Today we’re making a classic Italian winter recipe: brasato al barolo. This is beef that is slow cooked in Barolo wine. This Piemonte regional specialty is my go-to Sunday feast when it’s bitterly cold outside. It’s a dish that pairs beautifully with winter moods, blazing fireplaces and melancholic jazz tunes playing in the background while you cook. Bonus hygge points if it’s raining outside (or better yet, snowing).
Brasato al Barolo recipe
Slow cooked beef bathed in Barolo wine is as Piemontese as it gets. The trick is marinading the meat and employing good quality wine. The better the wine, the better the final outcome. The rule my Piemontese Nonna applied was one bottle of wine per kilo of meat. Prime quality of other ingredients is equally important. A word about the meat cut. Pick a beef cut that is suitable for braising, like brisket, sirloin or round. But also one that’s not too lean, or it will be dry and flaky. We want juicy and fork-tender.
The Italian name for the ideal cut for brasato al barolo is “cappello del prete” (priest’s hat), which is a triangular bovine shoulder muscle. The meat has a slight vein of connective tissue that makes it particularly tasty and that melts during the slow-cooking.
Ingredients
One 3-lb (1.3 Kg) piece of beef
Extra virgin olive oil
2 garlic cloves, peeled and left whole
1 large white onion, quartered
1 carrot
1 celery rib
1 bay leaf
1 rosemary sprig
3 juniper berries
5 cloves
Salt and pepper
1½ – 2 bottles of Barolo wine
Method
Tie the meat with butcher’s twine so it will keep its shape. Marinade the meat overnight in the wine with the vegetables and aromatics. No salt!
Filter the wine through a fine mesh and set aside for later.
Divide the juniper berries, bay leaf, cloves and rosemary to one side for later.
Finely chop the wine-flavored garlic, carrot, celery and onion.
Heat 5 Tbsp. of good olive oil in a heavy-bottomed stock pot or Dutch oven.
Finely chop the carrot, celery, onion and garlic and cook in the pot until translucent. Remove the vegetables from the pot and set aside for later.
In the remaining olive oil, sear the meat over a high flame. Once evenly browned, add the vegetables back to the pot, all the saved aromatics, and the red wine used for the marinade.

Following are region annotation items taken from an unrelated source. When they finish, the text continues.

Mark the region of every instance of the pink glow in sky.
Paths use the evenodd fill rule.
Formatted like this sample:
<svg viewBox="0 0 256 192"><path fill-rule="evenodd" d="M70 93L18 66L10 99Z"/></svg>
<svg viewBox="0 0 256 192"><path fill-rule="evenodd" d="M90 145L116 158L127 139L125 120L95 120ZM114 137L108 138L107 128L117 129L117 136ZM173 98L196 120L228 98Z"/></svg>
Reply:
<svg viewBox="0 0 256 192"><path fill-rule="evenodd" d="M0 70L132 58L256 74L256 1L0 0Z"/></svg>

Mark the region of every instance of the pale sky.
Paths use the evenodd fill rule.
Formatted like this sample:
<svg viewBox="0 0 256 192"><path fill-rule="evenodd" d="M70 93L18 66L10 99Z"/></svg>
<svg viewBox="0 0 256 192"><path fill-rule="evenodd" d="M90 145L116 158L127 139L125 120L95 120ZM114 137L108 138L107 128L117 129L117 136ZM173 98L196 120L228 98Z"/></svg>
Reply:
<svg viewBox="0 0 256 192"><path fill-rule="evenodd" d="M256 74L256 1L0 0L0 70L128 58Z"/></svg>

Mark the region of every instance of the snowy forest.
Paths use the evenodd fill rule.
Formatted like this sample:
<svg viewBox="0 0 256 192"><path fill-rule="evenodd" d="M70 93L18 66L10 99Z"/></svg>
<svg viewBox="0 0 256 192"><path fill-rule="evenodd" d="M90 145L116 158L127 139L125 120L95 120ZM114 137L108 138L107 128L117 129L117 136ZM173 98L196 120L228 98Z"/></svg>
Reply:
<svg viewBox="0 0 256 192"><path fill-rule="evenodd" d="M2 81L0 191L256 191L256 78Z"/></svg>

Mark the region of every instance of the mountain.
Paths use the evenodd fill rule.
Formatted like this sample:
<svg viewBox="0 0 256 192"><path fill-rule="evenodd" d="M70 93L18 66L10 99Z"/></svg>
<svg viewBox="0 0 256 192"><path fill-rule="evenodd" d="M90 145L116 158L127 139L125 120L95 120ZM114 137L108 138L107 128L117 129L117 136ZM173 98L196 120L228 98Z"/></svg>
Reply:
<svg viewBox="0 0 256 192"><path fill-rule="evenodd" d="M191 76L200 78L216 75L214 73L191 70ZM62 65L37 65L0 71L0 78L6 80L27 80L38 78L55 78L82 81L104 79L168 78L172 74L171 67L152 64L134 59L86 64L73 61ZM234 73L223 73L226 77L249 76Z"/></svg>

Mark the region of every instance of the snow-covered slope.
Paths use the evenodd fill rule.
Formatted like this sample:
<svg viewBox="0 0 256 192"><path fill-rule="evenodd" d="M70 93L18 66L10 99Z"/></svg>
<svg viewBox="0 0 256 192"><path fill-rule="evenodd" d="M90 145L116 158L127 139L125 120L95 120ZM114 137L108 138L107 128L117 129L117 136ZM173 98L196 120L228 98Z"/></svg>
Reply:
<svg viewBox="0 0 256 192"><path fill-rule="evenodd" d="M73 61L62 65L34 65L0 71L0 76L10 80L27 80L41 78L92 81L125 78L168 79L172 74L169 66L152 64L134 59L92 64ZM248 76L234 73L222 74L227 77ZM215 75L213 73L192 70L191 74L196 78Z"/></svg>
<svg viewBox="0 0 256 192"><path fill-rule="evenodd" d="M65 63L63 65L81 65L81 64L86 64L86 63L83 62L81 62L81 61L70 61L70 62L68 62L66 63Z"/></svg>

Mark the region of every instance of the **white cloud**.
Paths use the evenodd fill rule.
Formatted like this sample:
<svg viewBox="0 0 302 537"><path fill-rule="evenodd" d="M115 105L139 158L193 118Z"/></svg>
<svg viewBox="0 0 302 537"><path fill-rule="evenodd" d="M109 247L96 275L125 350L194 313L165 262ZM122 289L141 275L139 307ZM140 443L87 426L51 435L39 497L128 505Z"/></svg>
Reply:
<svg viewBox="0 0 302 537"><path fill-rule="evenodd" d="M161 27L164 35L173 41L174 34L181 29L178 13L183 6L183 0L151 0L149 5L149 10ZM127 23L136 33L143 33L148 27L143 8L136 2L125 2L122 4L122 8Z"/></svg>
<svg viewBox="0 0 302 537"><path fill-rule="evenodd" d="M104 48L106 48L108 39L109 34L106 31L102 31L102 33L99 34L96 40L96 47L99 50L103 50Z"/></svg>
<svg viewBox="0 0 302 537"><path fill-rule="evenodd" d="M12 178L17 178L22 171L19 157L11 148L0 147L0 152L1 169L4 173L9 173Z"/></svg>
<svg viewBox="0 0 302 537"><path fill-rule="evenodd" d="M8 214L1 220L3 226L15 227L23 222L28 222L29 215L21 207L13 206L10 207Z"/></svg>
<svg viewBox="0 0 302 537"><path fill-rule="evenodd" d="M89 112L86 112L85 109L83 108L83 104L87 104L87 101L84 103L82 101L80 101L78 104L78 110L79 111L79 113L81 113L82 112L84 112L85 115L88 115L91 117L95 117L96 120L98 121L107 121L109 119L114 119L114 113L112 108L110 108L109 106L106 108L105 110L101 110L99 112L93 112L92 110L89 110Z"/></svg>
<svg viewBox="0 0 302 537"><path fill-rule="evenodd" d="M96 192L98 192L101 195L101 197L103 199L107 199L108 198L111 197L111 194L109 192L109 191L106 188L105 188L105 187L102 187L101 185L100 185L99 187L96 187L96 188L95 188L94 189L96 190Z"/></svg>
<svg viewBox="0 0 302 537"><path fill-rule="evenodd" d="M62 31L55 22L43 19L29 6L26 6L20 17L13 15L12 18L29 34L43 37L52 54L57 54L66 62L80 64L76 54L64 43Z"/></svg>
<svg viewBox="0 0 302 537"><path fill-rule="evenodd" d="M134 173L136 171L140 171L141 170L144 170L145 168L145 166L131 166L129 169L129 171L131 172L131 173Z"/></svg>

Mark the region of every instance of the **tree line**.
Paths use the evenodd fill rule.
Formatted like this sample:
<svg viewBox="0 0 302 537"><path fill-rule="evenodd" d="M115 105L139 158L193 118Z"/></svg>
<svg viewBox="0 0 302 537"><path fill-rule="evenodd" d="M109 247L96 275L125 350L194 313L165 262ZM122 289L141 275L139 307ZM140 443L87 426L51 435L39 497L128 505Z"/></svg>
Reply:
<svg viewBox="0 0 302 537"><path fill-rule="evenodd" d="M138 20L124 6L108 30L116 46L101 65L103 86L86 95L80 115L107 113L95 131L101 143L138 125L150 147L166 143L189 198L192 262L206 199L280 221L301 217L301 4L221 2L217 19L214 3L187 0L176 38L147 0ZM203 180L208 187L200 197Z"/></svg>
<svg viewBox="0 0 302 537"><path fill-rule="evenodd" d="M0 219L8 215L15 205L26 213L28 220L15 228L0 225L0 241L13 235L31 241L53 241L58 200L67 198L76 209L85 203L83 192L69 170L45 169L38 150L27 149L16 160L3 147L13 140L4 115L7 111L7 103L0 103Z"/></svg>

Season with salt and pepper.
Lower the flame, cover with a tight-fitting lid lid and braise gently over medium-low heat for 3 hours.
Once cooked, let the braised meat rest for an hour before serving.
Cut the brasato across the grain and serve with the warm wine sauce, accompanied by mashed potatoes or steaming polenta. And, of course, another bottle (or more) of Barolo.